The primary difference between the two stories, I argue, is in how they handle the issue of anger. Firestarter’s Charlie uses her powers sometimes unknowingly through being put through intense situations, but can also be provoked into anger, bringing about even more bombastic and devastating manifestations of her pyromaniac powers (not unlike the protagonist of King’s first novel, Carrie). Thus Andy’s intent throughout the book is to work with Charlie to train her in the controlling of her powers, training her to put them away, to minimize their presence and manifestation in her life, so as to avoid the kinds of accidents that she has sometimes been prone to, and the kinds of angry episodes that end the book with a devastating showdown between Charlie and agents from The Shop. Anger–which provoked the use of powers–was seen as a negative to be avoided, and controlling anger was seen as a virtuous, righteous move to make. Though Charlie’s powers may sometimes be used for good, the motive of anger is never portrayed as a good enough excuse to indulge oneself in those powers.
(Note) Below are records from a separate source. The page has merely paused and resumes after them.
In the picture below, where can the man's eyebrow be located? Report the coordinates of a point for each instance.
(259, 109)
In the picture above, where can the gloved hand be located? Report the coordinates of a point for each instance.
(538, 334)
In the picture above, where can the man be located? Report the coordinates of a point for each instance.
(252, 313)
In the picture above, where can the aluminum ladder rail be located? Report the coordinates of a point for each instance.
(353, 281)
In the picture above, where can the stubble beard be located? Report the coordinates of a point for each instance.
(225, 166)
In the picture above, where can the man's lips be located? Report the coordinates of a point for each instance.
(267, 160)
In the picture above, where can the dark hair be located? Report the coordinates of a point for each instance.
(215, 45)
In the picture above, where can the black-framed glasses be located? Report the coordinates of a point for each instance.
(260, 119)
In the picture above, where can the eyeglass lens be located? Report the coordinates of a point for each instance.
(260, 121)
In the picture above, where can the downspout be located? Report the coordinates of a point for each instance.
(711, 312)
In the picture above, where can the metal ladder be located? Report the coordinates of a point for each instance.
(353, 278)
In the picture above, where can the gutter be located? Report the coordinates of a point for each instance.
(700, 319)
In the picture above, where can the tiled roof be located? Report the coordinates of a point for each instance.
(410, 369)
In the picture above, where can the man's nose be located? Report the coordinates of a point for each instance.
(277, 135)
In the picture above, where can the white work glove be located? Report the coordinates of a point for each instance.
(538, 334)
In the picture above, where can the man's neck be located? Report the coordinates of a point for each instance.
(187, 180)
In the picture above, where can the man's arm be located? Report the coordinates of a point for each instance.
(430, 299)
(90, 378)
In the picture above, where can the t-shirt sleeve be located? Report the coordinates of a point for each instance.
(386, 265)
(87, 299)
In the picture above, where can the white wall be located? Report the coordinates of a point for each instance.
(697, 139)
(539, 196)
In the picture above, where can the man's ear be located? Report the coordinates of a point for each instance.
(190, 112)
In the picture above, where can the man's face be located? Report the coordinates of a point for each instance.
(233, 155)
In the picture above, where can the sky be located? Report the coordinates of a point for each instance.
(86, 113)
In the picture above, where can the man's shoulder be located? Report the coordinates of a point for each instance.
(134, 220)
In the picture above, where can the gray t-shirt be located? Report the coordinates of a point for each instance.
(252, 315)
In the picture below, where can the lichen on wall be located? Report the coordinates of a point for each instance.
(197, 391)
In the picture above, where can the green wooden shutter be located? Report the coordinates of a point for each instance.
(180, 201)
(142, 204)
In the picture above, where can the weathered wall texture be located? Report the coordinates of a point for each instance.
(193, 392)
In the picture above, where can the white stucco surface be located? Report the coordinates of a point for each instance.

This moral simply doesn’t exist in Stranger Things, instead going entirely unaddressed. And I think that this is a problem with the show as a whole, and specifically in season two where it could have been avoided.

How could it have been avoided? I’m glad you asked.

Prior to the bombastic conclusion with Eleven holding the Upside Down at bay by closing the gate that has been opened under Hawkins, there is a brief moment of pause right before the fireworks begin.

Eleven has just returned from Chicago, and is seeing her old friends for the first time in a year, a moment of some significance. And just before Eleven is whisked away by Hopper to go and delve into the lab to try and shut the gate, she has a moment alone with Mike. The two approach one another nervously, having missed each other deeply over the last year. It is clear that the love that they have for one another, implicit in the first season but gradually made explicit over the course of the second, has simply not gone away. They are about to kiss–that seems to be what the scene is building to–when Hopper calls Eleven away to go and get the mission underway.

My argument is that Eleven and Mike should have kissed.

While they ultimately lock lips in the season’s epilogue at the Snow Ball–which does provide some natural-seeming element of narrative closure and catharsis–I believe that this is the moment when the show had a chance to redeem itself from its narrative of anger, and to change the solution that they have now used in two consecutive seasons.

Had Eleven and Mike kissed when I argue they should have, this is how the finale would have gone down: down in the pit, approaching the gate to the Upside Down, Eleven would have been trying hard to use her powers to shut the gate and end the threat. Failing at the task with the application of her basic powers, she would then turn to the training that she remembers from Kali, focusing her anger to try and increase the effectiveness of her powers. This too would have failed, and the Mind Flayer monster would have continued to push back against Eleven. Then, thinking of her kiss with Mike, which would inspire other happy memories, Eleven’s powers would finally have taken hold and increased to the level of effectiveness required by the threat at hand.

Instead of a narrative ultimately supporting (even seemingly subconsciously) anger as a legitimate method of problem-solving, the narrative would have been one championing the strength that love can provide, which is really what the season and the show are all about anyways.

In conclusion, I don’t think that Stranger Things is bad, or immoral, or any of those things. I just think that narratively they’re sending somewhat mixed messages when you pause to reflect, and thematically the show could have been better served by pumping some more energy into its concern with the love between all of its characters, and Eleven and Mike in particular. Additionally, the show could have distinguished itself from the conclusion of the first season, where essentially the same solution is used to get rid of the monster.